Silke Luinstra ist Unternehmerin und Buchautorin in Hamburg. Sie ist Mitgründerin der Initiative AUGENHÖHE, gehört der Geschäftsführung der AUGENHÖHEworks GmbH an und ist Mitinitiatorin der Community Expedition Arbeit. In ihrem Buch Lebendigkeit entfesseln (2021) formuliert sie acht grundlegende Prinzipien für die Entfesselung von Lebendigkeit in Organisationen: leise wirken, Sinn entfalten, Augenhöhe anstreben, Autopoiese respektieren, Selbstorganisation organisieren, selbst denken und selbst machen, Wege erforschen und Entwicklung neu denken. Lebendigkeit ist für die Autorin dabei die entscheidende Zukunftsfrage: "Ohne Lebendigkeit werden Unternehmen auf die immer größer werdende Dynamik nicht dauerhaft antworten können." Der Schlüssel dazu: Selbstorganisation. Das eine bedingt das andere.
 

Was muss man wissen, um Selbstorganisation zu verstehen? 

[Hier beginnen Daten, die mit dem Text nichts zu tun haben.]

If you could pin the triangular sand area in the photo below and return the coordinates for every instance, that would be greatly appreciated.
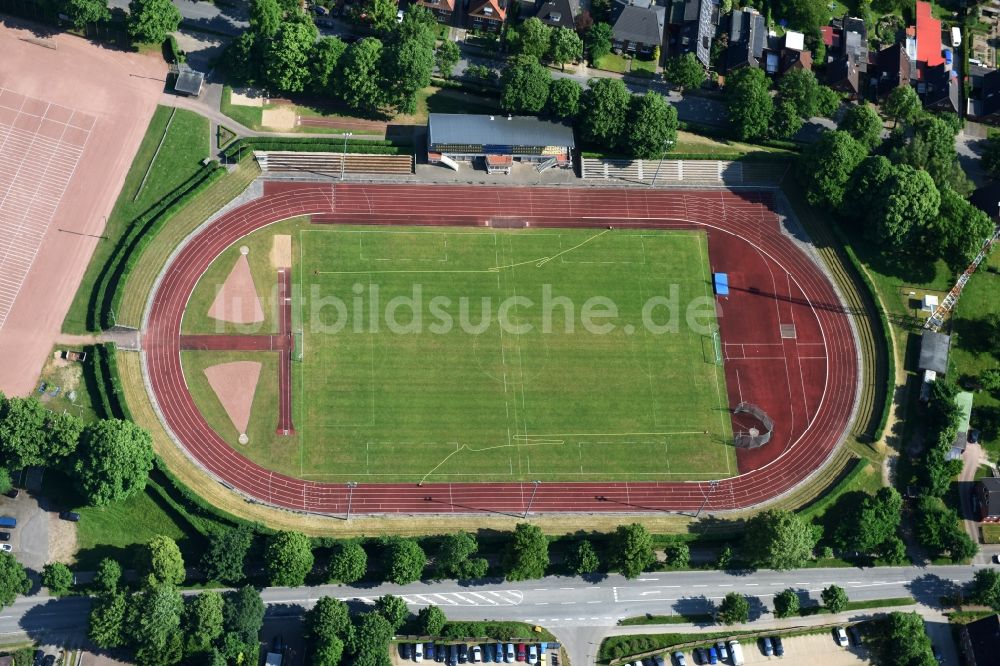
(234, 384)
(237, 301)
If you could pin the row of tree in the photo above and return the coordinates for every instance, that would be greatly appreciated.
(109, 460)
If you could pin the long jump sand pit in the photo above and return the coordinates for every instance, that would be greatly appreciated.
(71, 120)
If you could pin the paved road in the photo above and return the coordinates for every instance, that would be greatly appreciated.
(573, 608)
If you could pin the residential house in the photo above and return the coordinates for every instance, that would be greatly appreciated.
(747, 39)
(442, 9)
(984, 98)
(637, 27)
(486, 15)
(785, 53)
(890, 68)
(979, 641)
(691, 28)
(846, 40)
(556, 14)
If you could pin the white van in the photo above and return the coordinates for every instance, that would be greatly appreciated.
(736, 653)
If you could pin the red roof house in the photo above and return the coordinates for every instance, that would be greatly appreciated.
(928, 36)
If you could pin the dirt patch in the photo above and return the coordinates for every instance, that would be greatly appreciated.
(104, 99)
(62, 540)
(281, 251)
(237, 300)
(279, 119)
(234, 384)
(247, 97)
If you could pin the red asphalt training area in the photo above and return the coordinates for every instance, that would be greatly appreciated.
(788, 344)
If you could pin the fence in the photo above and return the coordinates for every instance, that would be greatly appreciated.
(716, 172)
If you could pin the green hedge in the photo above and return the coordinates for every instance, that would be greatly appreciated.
(885, 335)
(111, 284)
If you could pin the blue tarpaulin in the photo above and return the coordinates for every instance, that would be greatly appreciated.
(721, 284)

Vor allem, dass jede:r etwas anderes darunter versteht. Während die einen Selbstorganisation als grundlegende Eigenschaft komplexer Systeme sehen, meinen die anderen damit eher einen Gegenentwurf zu hierarchischen Strukturen - kurz und vereinfacht gesagt, es gibt sicher noch deutlich mehr Positionen. Es lohnt sich also in jedem Fall zu klären, was jemand meint, der Selbstorganisation thematisiert oder sie fordert. Und am besten auch nachzufragen, wofür in seinem Verständnis Selbstorganisation gut wäre und wozu sie beitragen soll.
 

Was verstehst du unter Selbstorganisation? 

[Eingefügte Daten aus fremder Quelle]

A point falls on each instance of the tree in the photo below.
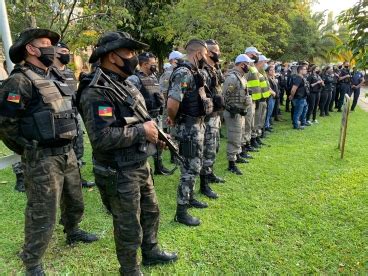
(355, 19)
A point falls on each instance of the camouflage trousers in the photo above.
(78, 145)
(211, 143)
(49, 181)
(190, 138)
(248, 120)
(234, 127)
(130, 196)
(260, 117)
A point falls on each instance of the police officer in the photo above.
(212, 121)
(235, 94)
(120, 150)
(345, 84)
(187, 105)
(147, 83)
(38, 122)
(254, 90)
(60, 71)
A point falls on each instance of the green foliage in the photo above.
(298, 210)
(356, 22)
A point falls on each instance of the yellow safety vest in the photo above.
(265, 87)
(253, 83)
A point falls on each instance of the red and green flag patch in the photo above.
(14, 98)
(105, 111)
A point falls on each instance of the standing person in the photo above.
(147, 83)
(326, 93)
(235, 92)
(212, 121)
(254, 90)
(187, 106)
(38, 121)
(261, 104)
(298, 96)
(357, 81)
(316, 84)
(120, 152)
(345, 84)
(61, 71)
(274, 86)
(334, 88)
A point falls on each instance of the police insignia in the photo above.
(105, 111)
(14, 98)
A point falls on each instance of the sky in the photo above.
(333, 5)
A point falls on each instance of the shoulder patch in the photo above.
(13, 97)
(105, 111)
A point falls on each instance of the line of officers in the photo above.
(38, 118)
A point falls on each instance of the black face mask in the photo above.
(64, 58)
(245, 68)
(47, 55)
(215, 57)
(153, 68)
(129, 64)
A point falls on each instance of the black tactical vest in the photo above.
(192, 103)
(151, 93)
(52, 117)
(137, 152)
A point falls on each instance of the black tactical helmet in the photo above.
(17, 50)
(115, 40)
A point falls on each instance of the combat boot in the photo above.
(183, 217)
(205, 189)
(87, 184)
(212, 178)
(19, 185)
(196, 203)
(233, 168)
(80, 235)
(259, 141)
(240, 160)
(249, 148)
(159, 168)
(254, 144)
(35, 271)
(244, 153)
(157, 256)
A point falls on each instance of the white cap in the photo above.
(252, 50)
(263, 58)
(175, 55)
(243, 58)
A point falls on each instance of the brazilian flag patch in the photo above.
(105, 111)
(14, 98)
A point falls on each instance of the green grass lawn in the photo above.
(298, 209)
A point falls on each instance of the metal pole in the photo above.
(5, 34)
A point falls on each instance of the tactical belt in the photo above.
(55, 151)
(212, 115)
(189, 120)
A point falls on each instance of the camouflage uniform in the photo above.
(149, 90)
(50, 168)
(212, 125)
(121, 171)
(235, 93)
(189, 131)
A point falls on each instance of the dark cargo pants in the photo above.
(49, 180)
(130, 196)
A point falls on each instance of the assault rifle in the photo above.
(140, 113)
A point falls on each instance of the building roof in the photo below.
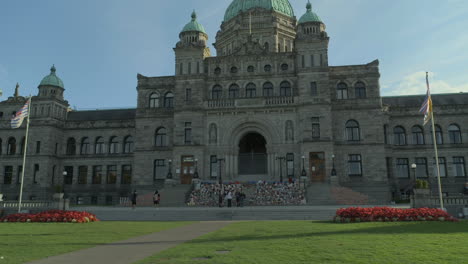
(95, 115)
(52, 79)
(194, 25)
(309, 16)
(417, 100)
(238, 6)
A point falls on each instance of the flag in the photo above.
(426, 108)
(17, 120)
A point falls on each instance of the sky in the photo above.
(99, 46)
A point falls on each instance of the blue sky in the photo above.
(99, 46)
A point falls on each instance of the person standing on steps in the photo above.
(134, 196)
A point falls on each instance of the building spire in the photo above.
(17, 90)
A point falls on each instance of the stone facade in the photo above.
(269, 105)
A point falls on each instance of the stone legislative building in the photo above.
(265, 107)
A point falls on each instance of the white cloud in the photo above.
(415, 83)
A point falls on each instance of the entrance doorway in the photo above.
(317, 166)
(252, 154)
(187, 169)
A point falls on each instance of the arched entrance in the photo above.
(252, 154)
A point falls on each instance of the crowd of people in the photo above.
(259, 193)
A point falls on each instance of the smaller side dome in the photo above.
(52, 79)
(309, 16)
(193, 25)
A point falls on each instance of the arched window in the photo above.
(11, 147)
(234, 91)
(418, 135)
(213, 134)
(113, 145)
(342, 91)
(161, 137)
(250, 90)
(84, 149)
(439, 135)
(154, 100)
(455, 134)
(169, 100)
(352, 131)
(360, 90)
(268, 89)
(399, 134)
(71, 146)
(285, 89)
(128, 144)
(216, 92)
(99, 146)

Ich verstehe unter Selbstorganisation das, was in lebendigen Systemen - egal, ob Menschen oder Organisationen - angesichts ihrer Umwelt geschieht. Es ist nichts, was jemand "machen" könnte, sondern vielmehr ein grundlegender Mechanismus des Lebendigen. Jedes lebendige, komplexe System hat die Fähigkeit, aus sich selbst heraus Muster zu erzeugen, das ist eine ihm innewohnende Eigenschaft. Dieses Verständnis von Selbstorganisation speist sich aus Systemtheorie, Autopoiese, Synergetik und Hypnosystemik - und vermutlich noch weiteren Konzepten, die ich nicht (mehr) bewusst benennen kann.
 

Gibt es weitere Kontexte, in denen Selbstorganisation thematisiert wird und mit welchen unterschiedlichen Bedeutungen? 

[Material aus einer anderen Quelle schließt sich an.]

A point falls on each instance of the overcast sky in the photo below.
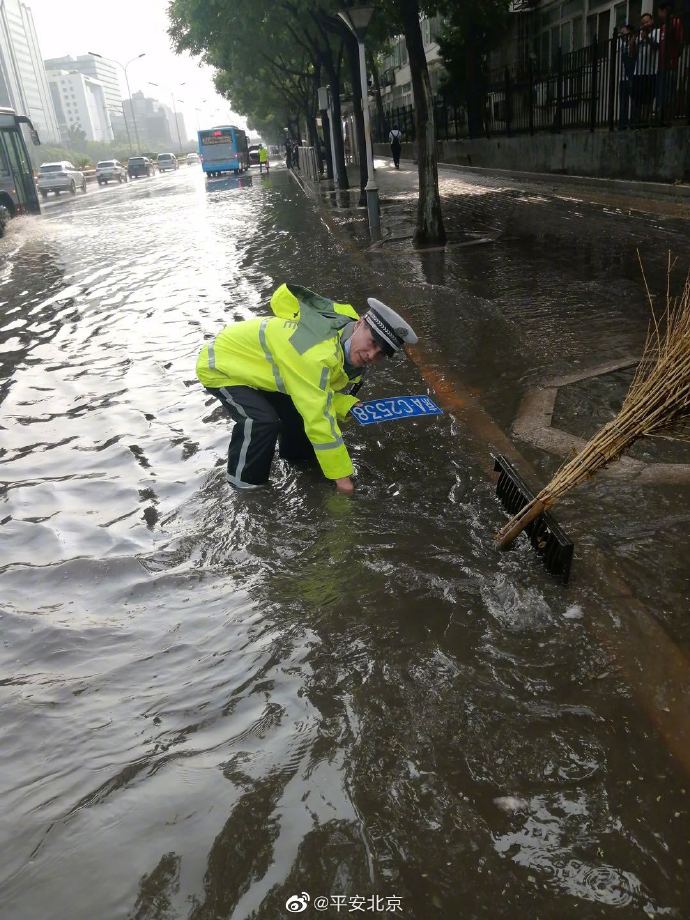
(121, 30)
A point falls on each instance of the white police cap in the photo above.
(388, 327)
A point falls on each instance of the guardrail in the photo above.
(308, 163)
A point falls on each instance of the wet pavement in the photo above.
(213, 702)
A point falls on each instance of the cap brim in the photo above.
(410, 336)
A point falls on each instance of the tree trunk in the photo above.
(380, 134)
(429, 229)
(327, 141)
(352, 51)
(334, 81)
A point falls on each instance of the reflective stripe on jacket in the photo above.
(297, 352)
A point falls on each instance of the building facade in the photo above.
(80, 105)
(396, 81)
(23, 82)
(541, 28)
(106, 73)
(152, 121)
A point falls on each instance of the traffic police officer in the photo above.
(289, 378)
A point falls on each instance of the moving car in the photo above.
(110, 170)
(167, 161)
(139, 166)
(60, 177)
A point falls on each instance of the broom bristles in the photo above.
(656, 404)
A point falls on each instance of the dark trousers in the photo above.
(261, 418)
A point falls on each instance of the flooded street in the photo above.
(212, 701)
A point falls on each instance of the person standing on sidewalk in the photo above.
(286, 379)
(395, 139)
(644, 77)
(670, 38)
(627, 50)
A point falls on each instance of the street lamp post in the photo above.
(177, 124)
(129, 93)
(357, 18)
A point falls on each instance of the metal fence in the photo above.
(307, 161)
(619, 84)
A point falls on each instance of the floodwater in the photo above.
(212, 702)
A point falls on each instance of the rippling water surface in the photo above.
(213, 702)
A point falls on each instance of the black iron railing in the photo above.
(619, 84)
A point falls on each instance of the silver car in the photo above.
(110, 171)
(60, 177)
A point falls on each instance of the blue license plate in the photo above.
(394, 407)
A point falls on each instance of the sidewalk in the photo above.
(647, 197)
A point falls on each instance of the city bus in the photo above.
(17, 187)
(223, 149)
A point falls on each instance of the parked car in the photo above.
(139, 166)
(60, 177)
(110, 170)
(167, 161)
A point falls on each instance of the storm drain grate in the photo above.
(554, 547)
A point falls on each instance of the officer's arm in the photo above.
(307, 383)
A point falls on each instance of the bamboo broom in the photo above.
(657, 404)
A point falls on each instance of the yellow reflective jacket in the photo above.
(298, 352)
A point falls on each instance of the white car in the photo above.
(60, 177)
(167, 161)
(110, 170)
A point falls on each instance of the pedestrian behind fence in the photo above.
(395, 138)
(644, 75)
(670, 40)
(626, 51)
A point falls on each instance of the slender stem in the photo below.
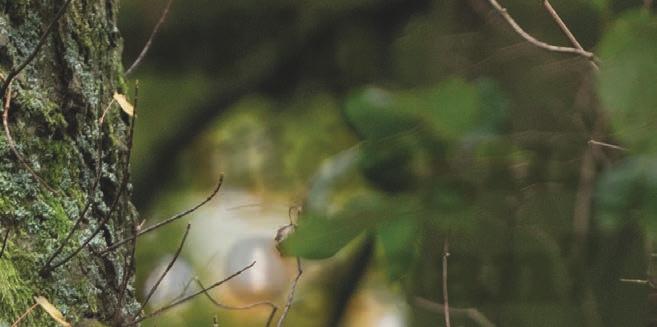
(549, 47)
(290, 296)
(566, 31)
(165, 272)
(166, 221)
(147, 46)
(445, 294)
(187, 298)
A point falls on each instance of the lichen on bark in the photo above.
(55, 107)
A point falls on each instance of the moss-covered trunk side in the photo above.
(57, 101)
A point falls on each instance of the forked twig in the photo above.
(189, 297)
(472, 313)
(448, 322)
(293, 211)
(166, 221)
(165, 272)
(607, 145)
(24, 315)
(543, 45)
(147, 46)
(566, 31)
(6, 94)
(274, 307)
(4, 241)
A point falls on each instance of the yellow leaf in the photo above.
(51, 310)
(126, 106)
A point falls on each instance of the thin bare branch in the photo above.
(471, 313)
(607, 145)
(6, 93)
(566, 31)
(168, 220)
(189, 297)
(448, 322)
(24, 315)
(273, 306)
(165, 272)
(147, 46)
(549, 47)
(4, 241)
(290, 296)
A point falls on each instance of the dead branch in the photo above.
(166, 221)
(566, 31)
(187, 298)
(445, 294)
(540, 44)
(147, 46)
(273, 306)
(164, 273)
(4, 241)
(24, 315)
(471, 313)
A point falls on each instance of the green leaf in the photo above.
(628, 79)
(322, 237)
(451, 107)
(375, 114)
(397, 238)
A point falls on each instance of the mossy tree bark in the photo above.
(55, 107)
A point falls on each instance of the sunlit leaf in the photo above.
(398, 239)
(51, 310)
(628, 78)
(125, 105)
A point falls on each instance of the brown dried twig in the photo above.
(165, 272)
(566, 31)
(4, 241)
(445, 294)
(6, 94)
(273, 306)
(189, 297)
(471, 313)
(24, 315)
(166, 221)
(147, 46)
(543, 45)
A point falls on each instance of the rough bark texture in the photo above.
(56, 103)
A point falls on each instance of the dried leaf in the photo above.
(52, 310)
(126, 106)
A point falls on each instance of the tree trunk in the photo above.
(56, 103)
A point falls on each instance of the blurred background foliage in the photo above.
(398, 125)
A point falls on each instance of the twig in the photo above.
(4, 241)
(24, 315)
(130, 265)
(472, 313)
(187, 298)
(553, 48)
(166, 221)
(290, 296)
(273, 306)
(147, 46)
(566, 31)
(445, 294)
(166, 271)
(6, 94)
(607, 145)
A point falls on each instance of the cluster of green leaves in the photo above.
(406, 136)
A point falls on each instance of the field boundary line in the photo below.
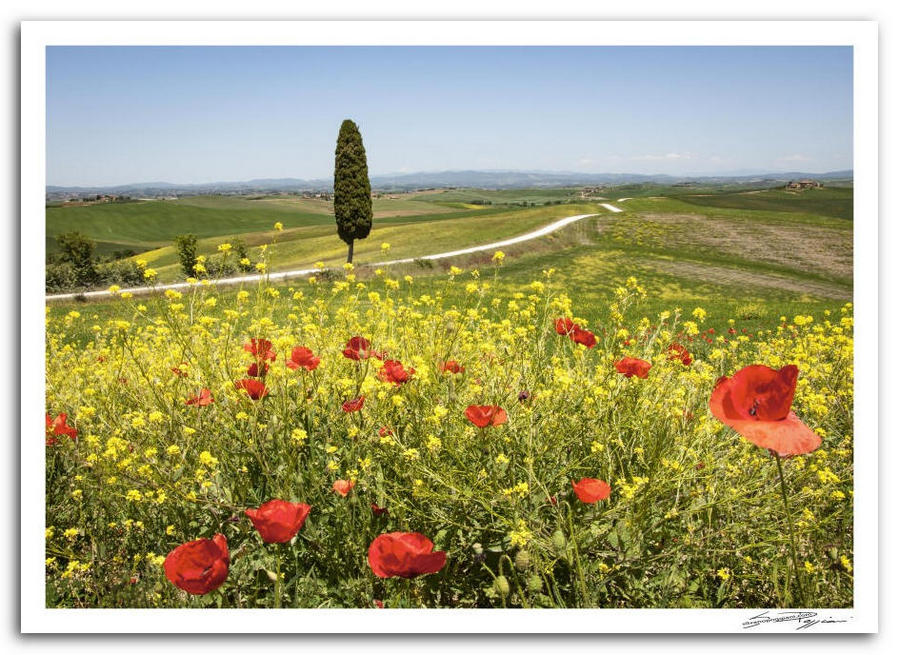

Ja, jede Menge. Manchmal ist damit gemeint, dass ein Team selbst entscheidet, wer was wann erledigt, und keine Führungskraft das vorgibt. Damit rückt es nah an Selbstbestimmung - eines Einzelnen oder eines Teams. Einige meinen mit Selbstorganisation auch, wie ich mich selbst organisiere, wie ich mit meiner Zeit umgehe, also eher "Selbstmanagement" - wobei ich den Begriff als Synonym für Aufgabenmanagement auch nicht sonderlich mag. Der Umgang mit sich selbst möge mehr umfassen als das Organisieren der Aufgaben, und es wäre wünschenswert, wenn dieser Umgang eher von kollegialer Führung als von Management geprägt wäre - im übertragenen Sinne.
 

Ist der Begriff Selbstorganisation passend und hilfreich? 

Gute Frage. Vielleicht sollten wir besser von "Autoorganisation" sprechen - weil es eben etwas ist, das lebendige Systeme automatisch tun. Zumindest dann, wenn wir dieses Verständnis von Selbstorganisation meinen. Und davon die Ansätze unterscheiden, die mit dem Begriff mehr Partizipation und Demokratie in Organisationen meinen.
 

Wofür wäre Selbstorganisation eine Lösung? 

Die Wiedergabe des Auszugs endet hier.